Probably because many of those increasingly read like "if we don’t stop this soon we’re all gonna die". The direr the reported consequences of human activities get, the more we think "this scientist is telling me how to live my life".
It’s like playing Russian roulette, and having all the fun ruined by some eagle eyed gun expert pointing out that actually, there’s a bullet in that gun. The risk comes from the bullet, but we’re still tempted to be annoyed at the expert instead.
Because it’s going to quickly go from we observed this which is a finding to
we project that the world is going to end unless we do X which is not a scientific finding but rather one of a multitude of opinions on the future which is why climate models are averaged because there is no consensus and even if there was science doesn’t work on consensus.

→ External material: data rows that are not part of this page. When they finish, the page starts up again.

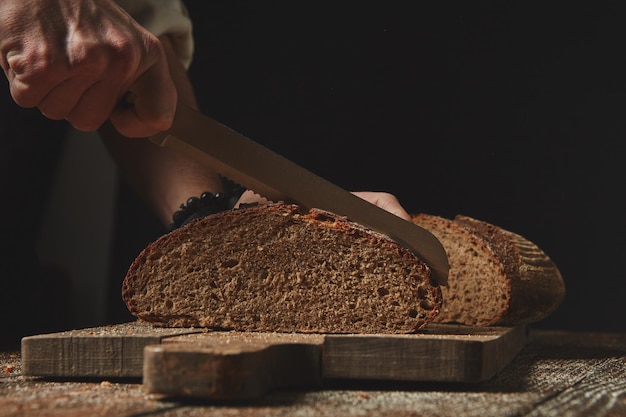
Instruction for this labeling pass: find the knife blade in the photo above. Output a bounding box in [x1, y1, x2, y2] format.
[150, 102, 449, 285]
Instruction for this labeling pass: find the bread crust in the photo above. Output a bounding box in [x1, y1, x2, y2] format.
[123, 203, 442, 333]
[454, 215, 565, 324]
[412, 213, 565, 326]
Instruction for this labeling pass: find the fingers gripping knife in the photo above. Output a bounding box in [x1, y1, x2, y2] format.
[150, 102, 449, 285]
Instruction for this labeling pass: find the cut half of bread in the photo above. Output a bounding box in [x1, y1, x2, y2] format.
[122, 203, 442, 333]
[412, 213, 565, 326]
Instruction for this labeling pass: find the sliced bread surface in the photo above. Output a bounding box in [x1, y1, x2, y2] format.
[412, 213, 565, 326]
[123, 203, 442, 333]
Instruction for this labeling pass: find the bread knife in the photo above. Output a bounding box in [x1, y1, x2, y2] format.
[150, 102, 449, 285]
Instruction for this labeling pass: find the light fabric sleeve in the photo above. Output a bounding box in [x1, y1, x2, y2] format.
[115, 0, 194, 69]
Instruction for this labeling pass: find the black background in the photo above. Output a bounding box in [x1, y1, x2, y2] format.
[110, 2, 626, 332]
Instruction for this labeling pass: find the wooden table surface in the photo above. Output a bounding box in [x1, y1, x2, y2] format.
[1, 328, 626, 417]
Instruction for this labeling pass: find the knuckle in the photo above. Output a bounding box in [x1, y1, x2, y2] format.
[68, 43, 107, 73]
[67, 36, 136, 77]
[107, 37, 141, 74]
[10, 48, 56, 79]
[7, 52, 61, 107]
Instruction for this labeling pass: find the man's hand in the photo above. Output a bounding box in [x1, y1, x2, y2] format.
[351, 191, 412, 221]
[0, 0, 176, 137]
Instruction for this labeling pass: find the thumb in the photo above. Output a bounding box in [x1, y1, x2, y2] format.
[110, 57, 177, 138]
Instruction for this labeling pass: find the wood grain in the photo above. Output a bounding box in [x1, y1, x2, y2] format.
[144, 333, 324, 400]
[323, 324, 528, 382]
[21, 322, 202, 378]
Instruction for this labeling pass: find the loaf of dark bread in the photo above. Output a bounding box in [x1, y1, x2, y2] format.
[412, 213, 565, 326]
[122, 203, 442, 333]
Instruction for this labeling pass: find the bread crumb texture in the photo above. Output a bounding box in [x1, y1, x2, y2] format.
[123, 203, 441, 334]
[412, 214, 565, 326]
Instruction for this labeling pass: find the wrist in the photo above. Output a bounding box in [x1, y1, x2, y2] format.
[167, 179, 245, 231]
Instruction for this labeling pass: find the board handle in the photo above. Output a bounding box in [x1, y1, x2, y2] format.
[143, 340, 322, 400]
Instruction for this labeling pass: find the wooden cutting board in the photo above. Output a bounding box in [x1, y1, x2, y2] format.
[22, 322, 528, 400]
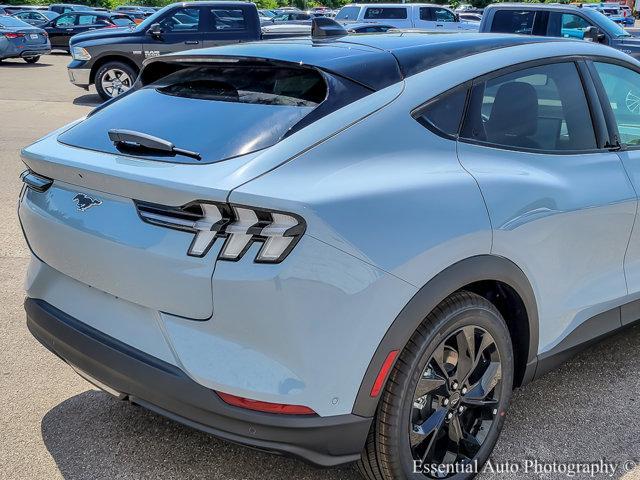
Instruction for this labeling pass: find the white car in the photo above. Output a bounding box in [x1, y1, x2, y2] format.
[335, 3, 478, 30]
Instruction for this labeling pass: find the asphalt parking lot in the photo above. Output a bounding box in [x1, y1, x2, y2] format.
[2, 53, 640, 480]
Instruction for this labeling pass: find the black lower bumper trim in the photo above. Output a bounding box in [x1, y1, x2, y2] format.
[25, 298, 371, 467]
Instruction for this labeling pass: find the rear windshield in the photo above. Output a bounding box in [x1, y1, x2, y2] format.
[0, 16, 31, 28]
[336, 6, 361, 20]
[57, 64, 330, 164]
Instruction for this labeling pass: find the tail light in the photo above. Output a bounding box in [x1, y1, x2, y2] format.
[135, 200, 305, 263]
[4, 33, 25, 39]
[42, 31, 48, 37]
[216, 391, 316, 415]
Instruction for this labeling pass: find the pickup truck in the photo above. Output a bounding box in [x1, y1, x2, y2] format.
[67, 1, 262, 100]
[335, 3, 478, 31]
[478, 3, 640, 59]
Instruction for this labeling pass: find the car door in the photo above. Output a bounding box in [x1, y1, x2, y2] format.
[142, 6, 203, 57]
[45, 12, 75, 48]
[202, 6, 254, 48]
[588, 60, 640, 319]
[456, 60, 636, 353]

You can tell by the dramatic article that this is why the government doesn’t let people like her give its opinions because her opinion diverges from that of the government.

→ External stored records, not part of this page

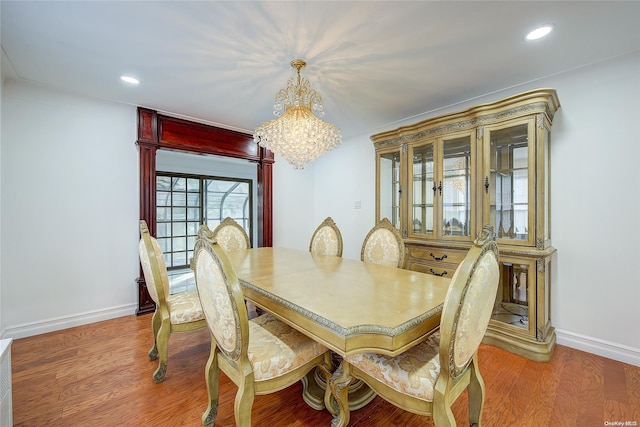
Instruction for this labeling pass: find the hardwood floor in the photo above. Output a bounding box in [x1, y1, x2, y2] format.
[11, 313, 640, 426]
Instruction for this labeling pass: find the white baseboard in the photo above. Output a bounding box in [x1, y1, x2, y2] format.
[556, 329, 640, 367]
[1, 304, 138, 340]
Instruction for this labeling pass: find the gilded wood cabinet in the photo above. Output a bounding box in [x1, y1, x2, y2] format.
[373, 89, 560, 361]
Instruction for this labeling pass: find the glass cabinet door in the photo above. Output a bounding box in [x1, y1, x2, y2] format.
[409, 142, 435, 239]
[408, 133, 474, 242]
[441, 134, 473, 240]
[377, 148, 403, 230]
[541, 126, 551, 245]
[484, 119, 535, 246]
[491, 256, 537, 336]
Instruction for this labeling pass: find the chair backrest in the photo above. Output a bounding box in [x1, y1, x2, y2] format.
[212, 217, 250, 252]
[439, 225, 500, 379]
[309, 217, 343, 257]
[193, 225, 249, 361]
[139, 220, 170, 307]
[360, 218, 406, 268]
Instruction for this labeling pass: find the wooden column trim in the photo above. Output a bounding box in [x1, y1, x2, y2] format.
[258, 147, 275, 247]
[136, 107, 273, 315]
[136, 108, 159, 315]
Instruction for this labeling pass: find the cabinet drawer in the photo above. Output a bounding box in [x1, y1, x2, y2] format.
[407, 261, 458, 278]
[407, 246, 468, 265]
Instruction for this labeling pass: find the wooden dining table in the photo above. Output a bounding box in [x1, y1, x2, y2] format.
[225, 247, 452, 411]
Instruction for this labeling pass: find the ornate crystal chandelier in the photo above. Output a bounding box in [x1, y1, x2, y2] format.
[253, 59, 341, 169]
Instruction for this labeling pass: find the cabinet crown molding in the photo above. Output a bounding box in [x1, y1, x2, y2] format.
[371, 88, 560, 149]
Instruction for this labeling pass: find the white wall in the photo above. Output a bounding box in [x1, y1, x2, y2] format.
[273, 52, 640, 365]
[272, 140, 376, 257]
[1, 80, 139, 338]
[309, 133, 376, 261]
[544, 53, 640, 362]
[272, 159, 315, 250]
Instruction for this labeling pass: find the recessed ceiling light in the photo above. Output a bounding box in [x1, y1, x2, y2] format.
[526, 24, 554, 41]
[120, 75, 140, 85]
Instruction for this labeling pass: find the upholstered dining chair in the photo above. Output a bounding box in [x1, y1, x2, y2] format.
[211, 216, 250, 252]
[192, 225, 333, 427]
[138, 220, 207, 383]
[331, 225, 500, 427]
[360, 217, 406, 268]
[309, 216, 343, 257]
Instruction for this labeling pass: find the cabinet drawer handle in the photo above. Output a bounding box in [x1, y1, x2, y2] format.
[429, 268, 448, 277]
[429, 252, 448, 261]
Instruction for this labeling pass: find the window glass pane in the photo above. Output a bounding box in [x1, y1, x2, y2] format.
[156, 222, 171, 238]
[172, 222, 186, 237]
[187, 221, 199, 235]
[204, 178, 251, 239]
[157, 176, 171, 191]
[172, 208, 186, 221]
[157, 238, 170, 253]
[157, 208, 171, 221]
[172, 237, 186, 251]
[187, 178, 200, 192]
[157, 191, 171, 207]
[207, 219, 221, 230]
[206, 208, 219, 222]
[172, 252, 186, 266]
[187, 208, 200, 221]
[172, 177, 186, 191]
[172, 192, 186, 207]
[187, 193, 200, 207]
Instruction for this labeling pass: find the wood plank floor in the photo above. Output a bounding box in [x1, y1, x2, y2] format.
[10, 313, 640, 426]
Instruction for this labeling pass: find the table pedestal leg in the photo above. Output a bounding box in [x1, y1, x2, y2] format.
[302, 365, 376, 411]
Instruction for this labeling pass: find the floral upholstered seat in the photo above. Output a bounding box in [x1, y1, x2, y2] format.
[211, 217, 250, 252]
[138, 220, 206, 383]
[165, 289, 204, 324]
[309, 217, 343, 257]
[247, 314, 328, 381]
[360, 217, 405, 268]
[345, 333, 441, 402]
[193, 225, 332, 427]
[331, 225, 500, 427]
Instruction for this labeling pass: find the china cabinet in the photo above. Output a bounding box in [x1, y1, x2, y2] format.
[372, 89, 560, 361]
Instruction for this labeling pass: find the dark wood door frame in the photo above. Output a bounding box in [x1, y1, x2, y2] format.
[136, 107, 274, 315]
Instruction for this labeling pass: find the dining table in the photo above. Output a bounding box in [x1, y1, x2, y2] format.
[224, 247, 452, 411]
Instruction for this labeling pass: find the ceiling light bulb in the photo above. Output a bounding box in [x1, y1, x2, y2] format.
[526, 25, 554, 41]
[120, 75, 140, 85]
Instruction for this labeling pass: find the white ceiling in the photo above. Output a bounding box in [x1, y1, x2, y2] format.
[2, 1, 639, 139]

Besides, Humans != TheWorld. This planet is going to spin even if we--arguably the biggest issue this planet ever had--are gone. There is this old joke. Two planets meet and have a chat. "So, how are you?" "Well, not good." "Why?" "I have homosapien!" "Don't worry, this will pass."

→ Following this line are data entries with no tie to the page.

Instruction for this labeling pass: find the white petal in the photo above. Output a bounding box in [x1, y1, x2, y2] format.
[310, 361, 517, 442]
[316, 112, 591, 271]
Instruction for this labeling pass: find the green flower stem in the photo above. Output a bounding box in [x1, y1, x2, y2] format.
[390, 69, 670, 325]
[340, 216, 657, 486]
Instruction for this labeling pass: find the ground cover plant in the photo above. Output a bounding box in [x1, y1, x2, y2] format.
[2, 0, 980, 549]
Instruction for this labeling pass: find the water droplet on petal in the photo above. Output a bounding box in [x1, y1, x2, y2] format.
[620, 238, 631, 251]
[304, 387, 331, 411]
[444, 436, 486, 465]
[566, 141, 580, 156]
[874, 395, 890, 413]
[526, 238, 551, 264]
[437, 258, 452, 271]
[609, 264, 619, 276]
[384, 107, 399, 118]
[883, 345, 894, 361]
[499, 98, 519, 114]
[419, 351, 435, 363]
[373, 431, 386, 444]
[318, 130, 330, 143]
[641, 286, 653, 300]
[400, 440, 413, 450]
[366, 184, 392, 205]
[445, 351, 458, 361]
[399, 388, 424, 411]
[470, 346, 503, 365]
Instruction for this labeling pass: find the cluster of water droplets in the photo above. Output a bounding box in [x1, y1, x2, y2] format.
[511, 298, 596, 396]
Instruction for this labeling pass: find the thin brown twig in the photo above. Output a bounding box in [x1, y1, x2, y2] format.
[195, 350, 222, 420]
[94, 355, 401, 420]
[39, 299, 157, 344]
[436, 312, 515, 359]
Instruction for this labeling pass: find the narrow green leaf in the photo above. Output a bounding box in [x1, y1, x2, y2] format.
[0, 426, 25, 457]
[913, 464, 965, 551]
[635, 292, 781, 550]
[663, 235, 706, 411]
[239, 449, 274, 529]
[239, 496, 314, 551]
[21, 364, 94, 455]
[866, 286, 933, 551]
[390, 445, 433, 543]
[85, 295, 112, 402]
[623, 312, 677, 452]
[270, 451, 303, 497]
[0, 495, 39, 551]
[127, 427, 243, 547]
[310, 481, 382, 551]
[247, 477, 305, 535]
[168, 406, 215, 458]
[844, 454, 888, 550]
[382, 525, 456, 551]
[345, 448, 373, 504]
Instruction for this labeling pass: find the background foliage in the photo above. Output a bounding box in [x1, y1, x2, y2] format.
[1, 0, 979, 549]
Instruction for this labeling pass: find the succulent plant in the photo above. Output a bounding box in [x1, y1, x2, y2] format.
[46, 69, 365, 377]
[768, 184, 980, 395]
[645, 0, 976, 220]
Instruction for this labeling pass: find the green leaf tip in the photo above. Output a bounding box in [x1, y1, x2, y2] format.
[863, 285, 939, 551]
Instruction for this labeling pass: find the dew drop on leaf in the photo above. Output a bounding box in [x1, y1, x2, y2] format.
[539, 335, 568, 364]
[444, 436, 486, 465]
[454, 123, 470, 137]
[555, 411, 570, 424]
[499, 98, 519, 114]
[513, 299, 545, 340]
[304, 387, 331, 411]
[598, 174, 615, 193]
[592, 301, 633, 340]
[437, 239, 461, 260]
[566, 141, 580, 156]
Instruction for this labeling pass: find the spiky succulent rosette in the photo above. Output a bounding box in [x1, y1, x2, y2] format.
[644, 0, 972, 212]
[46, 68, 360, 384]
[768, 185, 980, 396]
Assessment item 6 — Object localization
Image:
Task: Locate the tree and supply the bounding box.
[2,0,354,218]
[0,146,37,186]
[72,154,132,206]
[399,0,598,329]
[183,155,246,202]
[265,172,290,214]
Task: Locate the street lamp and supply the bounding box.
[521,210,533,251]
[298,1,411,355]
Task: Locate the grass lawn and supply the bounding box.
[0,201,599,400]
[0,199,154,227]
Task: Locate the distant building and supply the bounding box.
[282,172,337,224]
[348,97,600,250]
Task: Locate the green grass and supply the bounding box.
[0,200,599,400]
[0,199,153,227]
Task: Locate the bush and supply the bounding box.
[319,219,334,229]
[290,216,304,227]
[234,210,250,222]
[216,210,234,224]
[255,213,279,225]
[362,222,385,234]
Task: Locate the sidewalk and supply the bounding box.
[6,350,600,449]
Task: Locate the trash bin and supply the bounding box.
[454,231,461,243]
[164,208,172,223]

So, no worries, the world is not going to end.
And if humans manage to ruin their living conditions so badly that we end up dying out, evolution has just made another important step. After all, it is not like we deserve to survive.
It's useful to realise that humanities yearly CO2 production is greater (by weight) anything else we make. by far.
So yes, if we don't stop producing industrial quantities of CO2, we'd need to plant about 1 USA sized forest/year to compensate (and keep it away from fire etc). Obviously Complete Nonsense.
Also a strawman argument. We need to stop producing industrial quantities of CO2. Then reforestation can help (a bit, perhaps).